Before assessing risks, document what the system does, how it works, what data it processes, who it affects, and in what context. This system description is the foundation of the risk assessment — you can’t identify risks without understanding the system.

Use a structured risk identification method

Don’t rely on brainstorming alone. Use structured methods:

  • Failure mode analysis: For each component and decision point, what could go wrong?
  • Misuse scenarios: How might the system be used outside its intended purpose?
  • Stakeholder perspective: For each category of affected person, what risks do they face?
  • Data-related risks: What if the data quality changes, distributions shift, or biases exist?
  • Interaction risks: How does the system interact with other systems, and what risks arise from those interactions?

Document decisions, not just outcomes

For each risk and mitigation decision, document the reasoning. Why was this risk rated at this level? Why was this mitigation approach chosen over alternatives? Why is the residual risk considered acceptable?

This reasoning is valuable both for auditors (who need to understand your thought process) and for future iterations (when you revisit decisions with new information).

Connect to monitoring

Your risk management system should specify what monitoring is needed to detect when risks materialise in production. Each significant risk should have an associated monitoring metric or trigger. This connects Article 9 (risk management) to Article 72 (post-market monitoring) — they’re not separate activities but parts of a continuous cycle.

Plan for updates

Define the triggers for updating your risk management system:

  • Scheduled reviews (at least annually, more frequently for newer or higher-risk systems)
  • New information about system performance from post-market monitoring
  • Feedback from deployers or affected individuals
  • Changes to the system (model updates, data changes, use case expansion)
  • Relevant new standards, guidance, or regulatory interpretations
  • Incidents or near-misses

Each update should be documented with the date, trigger, changes made, and the person responsible.

The mindset shift

For organisations accustomed to project-based risk assessments, Article 9 requires a shift in thinking.
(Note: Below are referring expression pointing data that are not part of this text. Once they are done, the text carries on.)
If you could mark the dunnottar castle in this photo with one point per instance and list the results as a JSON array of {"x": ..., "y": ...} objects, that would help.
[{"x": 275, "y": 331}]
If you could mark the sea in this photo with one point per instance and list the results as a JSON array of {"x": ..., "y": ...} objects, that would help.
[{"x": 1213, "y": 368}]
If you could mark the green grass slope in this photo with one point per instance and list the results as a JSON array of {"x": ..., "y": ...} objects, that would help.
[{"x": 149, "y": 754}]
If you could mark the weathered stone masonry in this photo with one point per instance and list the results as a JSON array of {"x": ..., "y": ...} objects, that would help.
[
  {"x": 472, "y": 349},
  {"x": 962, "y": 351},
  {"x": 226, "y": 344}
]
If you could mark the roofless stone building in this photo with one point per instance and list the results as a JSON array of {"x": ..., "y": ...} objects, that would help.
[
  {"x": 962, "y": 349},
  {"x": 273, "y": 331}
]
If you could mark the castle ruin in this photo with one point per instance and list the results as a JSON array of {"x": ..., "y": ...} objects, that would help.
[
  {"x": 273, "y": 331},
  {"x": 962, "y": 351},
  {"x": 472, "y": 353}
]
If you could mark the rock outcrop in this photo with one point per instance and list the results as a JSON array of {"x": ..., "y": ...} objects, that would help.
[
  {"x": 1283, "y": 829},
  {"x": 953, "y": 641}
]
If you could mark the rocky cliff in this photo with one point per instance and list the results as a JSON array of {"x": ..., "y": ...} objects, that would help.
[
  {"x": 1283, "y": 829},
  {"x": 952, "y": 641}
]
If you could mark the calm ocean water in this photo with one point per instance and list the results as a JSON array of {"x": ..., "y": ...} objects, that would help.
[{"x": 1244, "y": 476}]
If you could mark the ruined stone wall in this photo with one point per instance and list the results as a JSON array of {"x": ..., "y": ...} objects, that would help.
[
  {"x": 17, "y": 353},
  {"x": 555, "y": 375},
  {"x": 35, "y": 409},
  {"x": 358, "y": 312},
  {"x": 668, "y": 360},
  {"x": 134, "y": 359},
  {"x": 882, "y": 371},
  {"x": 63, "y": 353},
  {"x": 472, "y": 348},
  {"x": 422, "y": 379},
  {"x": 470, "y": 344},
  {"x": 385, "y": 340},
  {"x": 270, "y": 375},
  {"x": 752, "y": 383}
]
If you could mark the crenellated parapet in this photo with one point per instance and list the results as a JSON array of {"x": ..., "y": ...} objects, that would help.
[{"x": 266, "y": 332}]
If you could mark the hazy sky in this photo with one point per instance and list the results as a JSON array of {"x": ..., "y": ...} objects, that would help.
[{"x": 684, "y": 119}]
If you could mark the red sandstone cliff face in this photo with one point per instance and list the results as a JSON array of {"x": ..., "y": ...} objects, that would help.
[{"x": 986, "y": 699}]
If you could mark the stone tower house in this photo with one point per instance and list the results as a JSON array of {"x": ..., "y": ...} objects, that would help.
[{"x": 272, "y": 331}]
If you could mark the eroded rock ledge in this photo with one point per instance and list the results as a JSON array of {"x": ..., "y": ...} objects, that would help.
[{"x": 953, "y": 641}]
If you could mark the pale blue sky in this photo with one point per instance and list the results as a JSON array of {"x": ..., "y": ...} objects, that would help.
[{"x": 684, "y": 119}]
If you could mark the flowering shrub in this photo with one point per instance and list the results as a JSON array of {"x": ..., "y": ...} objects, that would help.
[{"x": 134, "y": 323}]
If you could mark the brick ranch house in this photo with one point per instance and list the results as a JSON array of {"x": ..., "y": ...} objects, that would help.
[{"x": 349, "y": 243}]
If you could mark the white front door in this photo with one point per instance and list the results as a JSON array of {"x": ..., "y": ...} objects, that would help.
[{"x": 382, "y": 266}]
The risk management system is not something you build once and maintain passively. It’s an operational process — like financial auditing or quality management — that requires ongoing attention, resources, and governance.

The organisations that will handle this best are those that integrate risk management into their AI development and deployment workflows rather than bolting it on as a separate compliance activity. When risk assessment is part of every design decision, every deployment decision, and every model update, it becomes part of normal operations rather than a periodic burden.